Unfortunately, Bob’s hack, while successful in getting the information he wanted, leaves a trail of destruction.
“If her processor has already scrambled the information, Alice is sure that Bob cannot get anything useful,” the authors write. “However, Bob’s measurement changes the state of the central qubit and also destroys all quantum correlations between this qubit and the rest of the system.”
Bob's method of information theft has altered the computer state so that Alice can also no longer access the hidden information. In this case, the damage occurs because quantum states contain all possible values they could have, with assigned probabilities of each value, but these possibilities (represented by the wave function) “collapse” down to just one value when a measurement is taken. Quantum computing relies on unmeasured quantum systems to store even more information in multiple possible states, and Bob’s intrusion has totally altered the computer system.
Reversing time
Theoretically, the behaviour of a quantum system moving backwards in time can be demonstrated mathematically using what’s called a time-reversed evolution operator, which is exactly what Alice uses to de-scramble the information.
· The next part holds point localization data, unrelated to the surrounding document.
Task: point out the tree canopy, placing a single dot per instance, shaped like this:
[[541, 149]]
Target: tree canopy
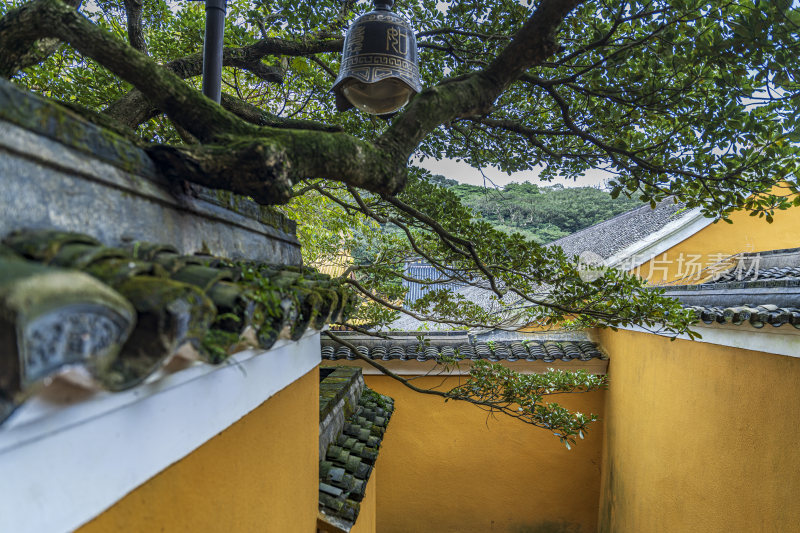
[[680, 98]]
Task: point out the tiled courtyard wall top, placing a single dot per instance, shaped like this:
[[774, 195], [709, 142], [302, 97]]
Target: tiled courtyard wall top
[[60, 171]]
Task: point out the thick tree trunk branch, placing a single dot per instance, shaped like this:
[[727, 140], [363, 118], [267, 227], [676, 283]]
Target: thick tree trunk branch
[[268, 160], [134, 108], [474, 94]]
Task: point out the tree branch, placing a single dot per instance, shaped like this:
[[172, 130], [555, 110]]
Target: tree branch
[[133, 12]]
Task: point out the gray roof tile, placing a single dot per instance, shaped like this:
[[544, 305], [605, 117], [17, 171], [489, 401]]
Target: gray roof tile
[[529, 350], [345, 470], [614, 235]]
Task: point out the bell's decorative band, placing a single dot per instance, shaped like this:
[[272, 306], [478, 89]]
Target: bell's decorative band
[[380, 46]]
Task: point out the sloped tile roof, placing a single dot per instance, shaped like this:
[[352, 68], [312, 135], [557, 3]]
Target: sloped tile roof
[[614, 235], [424, 271], [759, 289], [345, 469], [175, 300]]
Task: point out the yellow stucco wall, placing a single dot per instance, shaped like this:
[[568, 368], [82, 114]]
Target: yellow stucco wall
[[261, 475], [699, 437], [368, 512], [709, 245], [445, 467]]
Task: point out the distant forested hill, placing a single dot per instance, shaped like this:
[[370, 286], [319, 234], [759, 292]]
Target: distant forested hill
[[543, 213]]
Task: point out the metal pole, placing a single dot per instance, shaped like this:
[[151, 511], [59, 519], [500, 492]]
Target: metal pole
[[212, 48]]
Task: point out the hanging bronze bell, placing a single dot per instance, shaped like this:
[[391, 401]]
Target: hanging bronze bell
[[379, 72]]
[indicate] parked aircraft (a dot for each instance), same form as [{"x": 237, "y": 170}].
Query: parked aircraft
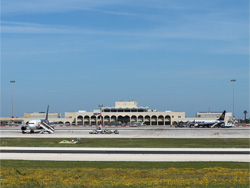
[
  {"x": 210, "y": 123},
  {"x": 43, "y": 124}
]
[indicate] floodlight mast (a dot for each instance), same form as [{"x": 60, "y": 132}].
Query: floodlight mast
[
  {"x": 12, "y": 83},
  {"x": 234, "y": 80}
]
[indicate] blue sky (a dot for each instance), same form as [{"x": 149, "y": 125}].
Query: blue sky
[{"x": 173, "y": 55}]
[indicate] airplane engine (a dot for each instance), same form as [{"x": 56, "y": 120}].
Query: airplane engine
[{"x": 23, "y": 128}]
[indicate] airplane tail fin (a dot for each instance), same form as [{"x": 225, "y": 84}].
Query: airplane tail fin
[
  {"x": 222, "y": 117},
  {"x": 47, "y": 114}
]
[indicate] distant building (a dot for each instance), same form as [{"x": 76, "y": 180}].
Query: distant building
[{"x": 125, "y": 112}]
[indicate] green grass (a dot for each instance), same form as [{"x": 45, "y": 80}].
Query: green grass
[
  {"x": 130, "y": 142},
  {"x": 21, "y": 164}
]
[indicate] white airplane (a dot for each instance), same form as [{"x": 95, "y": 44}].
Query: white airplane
[
  {"x": 210, "y": 123},
  {"x": 42, "y": 124}
]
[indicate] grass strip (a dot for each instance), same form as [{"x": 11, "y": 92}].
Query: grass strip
[{"x": 130, "y": 142}]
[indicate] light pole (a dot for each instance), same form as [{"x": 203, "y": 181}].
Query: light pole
[
  {"x": 12, "y": 83},
  {"x": 100, "y": 106},
  {"x": 233, "y": 96}
]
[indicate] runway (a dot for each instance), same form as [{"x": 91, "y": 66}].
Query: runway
[
  {"x": 129, "y": 154},
  {"x": 126, "y": 154},
  {"x": 141, "y": 132}
]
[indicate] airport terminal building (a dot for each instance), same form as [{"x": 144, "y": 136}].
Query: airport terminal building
[{"x": 124, "y": 112}]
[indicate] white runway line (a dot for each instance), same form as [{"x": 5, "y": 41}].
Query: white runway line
[
  {"x": 125, "y": 157},
  {"x": 128, "y": 157}
]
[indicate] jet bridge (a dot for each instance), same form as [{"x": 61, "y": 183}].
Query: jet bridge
[{"x": 47, "y": 128}]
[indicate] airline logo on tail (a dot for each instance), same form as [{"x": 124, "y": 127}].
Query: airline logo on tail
[{"x": 222, "y": 117}]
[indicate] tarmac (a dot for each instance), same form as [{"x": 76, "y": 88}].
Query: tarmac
[
  {"x": 133, "y": 132},
  {"x": 126, "y": 154},
  {"x": 129, "y": 154}
]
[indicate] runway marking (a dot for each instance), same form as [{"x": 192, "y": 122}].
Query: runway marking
[{"x": 160, "y": 133}]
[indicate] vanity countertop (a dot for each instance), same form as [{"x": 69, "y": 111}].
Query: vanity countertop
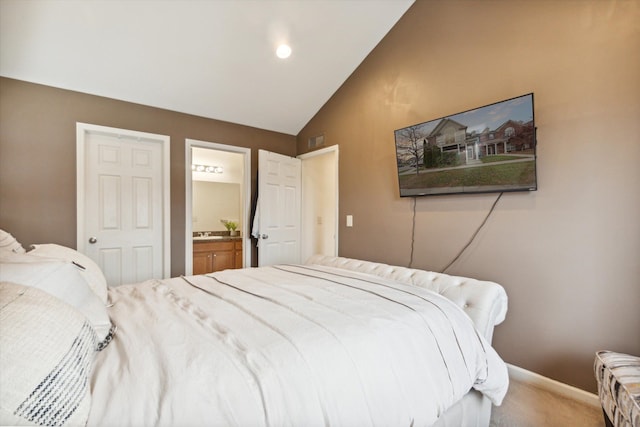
[{"x": 215, "y": 238}]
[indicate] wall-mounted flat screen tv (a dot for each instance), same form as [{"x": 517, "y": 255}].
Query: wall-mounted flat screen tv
[{"x": 487, "y": 149}]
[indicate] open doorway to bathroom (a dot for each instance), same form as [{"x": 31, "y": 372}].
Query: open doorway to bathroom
[{"x": 218, "y": 191}]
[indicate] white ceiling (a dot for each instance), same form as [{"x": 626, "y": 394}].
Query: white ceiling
[{"x": 211, "y": 58}]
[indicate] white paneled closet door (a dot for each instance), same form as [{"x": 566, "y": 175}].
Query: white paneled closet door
[{"x": 123, "y": 210}]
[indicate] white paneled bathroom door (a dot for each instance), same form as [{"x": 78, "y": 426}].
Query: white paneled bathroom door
[
  {"x": 123, "y": 202},
  {"x": 279, "y": 204}
]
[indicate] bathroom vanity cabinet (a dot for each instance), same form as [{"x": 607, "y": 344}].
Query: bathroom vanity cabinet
[{"x": 210, "y": 256}]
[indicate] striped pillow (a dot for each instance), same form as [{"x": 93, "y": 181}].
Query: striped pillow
[
  {"x": 618, "y": 377},
  {"x": 48, "y": 348}
]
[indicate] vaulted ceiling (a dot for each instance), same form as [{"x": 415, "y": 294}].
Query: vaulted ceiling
[{"x": 211, "y": 58}]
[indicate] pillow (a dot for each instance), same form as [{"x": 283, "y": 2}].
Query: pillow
[
  {"x": 46, "y": 359},
  {"x": 89, "y": 269},
  {"x": 63, "y": 280},
  {"x": 8, "y": 243}
]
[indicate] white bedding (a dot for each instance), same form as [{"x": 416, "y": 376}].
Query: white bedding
[{"x": 287, "y": 346}]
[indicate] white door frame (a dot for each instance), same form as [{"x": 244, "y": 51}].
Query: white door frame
[
  {"x": 82, "y": 130},
  {"x": 331, "y": 149},
  {"x": 246, "y": 199}
]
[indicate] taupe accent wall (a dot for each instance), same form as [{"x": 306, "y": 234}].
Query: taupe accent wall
[
  {"x": 567, "y": 254},
  {"x": 38, "y": 157}
]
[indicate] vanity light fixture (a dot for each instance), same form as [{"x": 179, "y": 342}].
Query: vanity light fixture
[
  {"x": 206, "y": 168},
  {"x": 283, "y": 51}
]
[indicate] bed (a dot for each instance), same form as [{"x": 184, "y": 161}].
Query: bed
[{"x": 333, "y": 342}]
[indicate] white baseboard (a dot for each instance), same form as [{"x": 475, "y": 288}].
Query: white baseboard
[{"x": 525, "y": 376}]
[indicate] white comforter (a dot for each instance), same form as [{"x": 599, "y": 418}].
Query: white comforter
[{"x": 287, "y": 346}]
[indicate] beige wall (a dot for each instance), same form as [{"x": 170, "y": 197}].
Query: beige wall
[
  {"x": 568, "y": 254},
  {"x": 38, "y": 161}
]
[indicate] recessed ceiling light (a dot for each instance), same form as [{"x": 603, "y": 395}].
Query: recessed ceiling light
[{"x": 283, "y": 51}]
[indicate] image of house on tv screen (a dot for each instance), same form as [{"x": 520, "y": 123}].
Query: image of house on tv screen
[{"x": 487, "y": 149}]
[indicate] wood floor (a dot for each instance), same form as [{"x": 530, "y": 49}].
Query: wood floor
[{"x": 528, "y": 405}]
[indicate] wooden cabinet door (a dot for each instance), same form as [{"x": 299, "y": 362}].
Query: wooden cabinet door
[
  {"x": 202, "y": 262},
  {"x": 238, "y": 251},
  {"x": 223, "y": 260}
]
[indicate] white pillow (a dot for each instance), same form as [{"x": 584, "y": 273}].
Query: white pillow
[
  {"x": 8, "y": 243},
  {"x": 48, "y": 349},
  {"x": 89, "y": 269},
  {"x": 63, "y": 280}
]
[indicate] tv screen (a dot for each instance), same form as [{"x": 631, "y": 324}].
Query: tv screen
[{"x": 487, "y": 149}]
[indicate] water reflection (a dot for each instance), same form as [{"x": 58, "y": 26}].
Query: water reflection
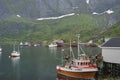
[{"x": 16, "y": 68}]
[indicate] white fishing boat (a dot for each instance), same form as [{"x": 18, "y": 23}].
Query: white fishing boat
[
  {"x": 80, "y": 67},
  {"x": 15, "y": 53}
]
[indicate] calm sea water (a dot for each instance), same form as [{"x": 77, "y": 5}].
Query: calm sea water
[{"x": 35, "y": 63}]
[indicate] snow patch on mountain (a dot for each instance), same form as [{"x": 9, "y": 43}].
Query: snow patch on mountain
[
  {"x": 87, "y": 1},
  {"x": 109, "y": 11},
  {"x": 56, "y": 17},
  {"x": 18, "y": 15}
]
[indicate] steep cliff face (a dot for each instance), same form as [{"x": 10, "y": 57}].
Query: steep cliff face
[{"x": 48, "y": 8}]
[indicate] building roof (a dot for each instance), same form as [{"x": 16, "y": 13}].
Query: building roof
[{"x": 113, "y": 42}]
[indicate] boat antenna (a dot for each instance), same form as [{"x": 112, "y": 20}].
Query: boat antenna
[
  {"x": 62, "y": 57},
  {"x": 78, "y": 35}
]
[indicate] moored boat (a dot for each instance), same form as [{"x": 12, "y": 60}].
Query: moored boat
[
  {"x": 15, "y": 53},
  {"x": 80, "y": 67}
]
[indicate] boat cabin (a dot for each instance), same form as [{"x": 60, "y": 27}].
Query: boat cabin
[{"x": 111, "y": 50}]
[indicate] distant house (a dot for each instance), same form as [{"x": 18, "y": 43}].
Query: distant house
[{"x": 111, "y": 50}]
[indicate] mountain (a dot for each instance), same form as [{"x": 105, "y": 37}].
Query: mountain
[{"x": 40, "y": 20}]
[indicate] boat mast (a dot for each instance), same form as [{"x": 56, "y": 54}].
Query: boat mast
[{"x": 78, "y": 35}]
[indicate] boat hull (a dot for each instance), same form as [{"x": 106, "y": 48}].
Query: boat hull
[{"x": 88, "y": 75}]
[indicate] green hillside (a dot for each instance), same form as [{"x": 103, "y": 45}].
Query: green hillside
[{"x": 19, "y": 29}]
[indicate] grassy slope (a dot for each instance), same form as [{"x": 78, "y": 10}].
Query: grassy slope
[{"x": 22, "y": 29}]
Her time-reversal is not actually time travel the way we understand it from science fiction, it is literally a reversal of time’s direction; the system evolves backwards following whatever dynamics are in play, rather than Alice herself revisiting an earlier time. If the butterfly effect held in the quantum world, then this backwards evolution would actually increase the damage Bob had caused, and Alice would only be able to retrieve the hidden information if she knew exactly what that damage was and could correct her calculations accordingly.
Luckily for Alice, quantum systems behave totally differently to non-quantum (classical or semiclassical) chaotic systems. What Yan and Sinitsyn found is that she can apply her time-reversal operation and end up at an "earlier" state which will not be identical with the initial system she set up, but it will also not have increased the damage which occurred later. Alice can then reconstruct her initial system using a method of quantum unscrambling called quantum state tomography.
What this means is that a quantum system can effectively heal and even recover information that was scrambled in the past, without the chaos of the butterfly effect.
“Classical chaotic evolution magnifies any state damage exponentially quickly, which is known as the butterfly effect,” explain Yan and Sinitsyn. “The quantum evolution, however, is
linear. This explains why, in our case, the uncontrolled damage to the state is not magnified by the subsequent complex evolution. Moreover, the fact that Bob’s measurement does not damage the useful information follows from the property of entanglement correlations in the scrambled state.”
Hypothetical though this scenario may be, the result already has a practical use: verifying whether a quantum system has achieved quantum supremacy. Quantum processors can simulate time-reversal in a way that classical computers cannot, which could provide the next important test for the quantum race between Google and IBM.
So, while time travel is still not in the cards, the quantum world continues to mess with our classical conception of how the world evolves in time, and pushes the limits of computing information.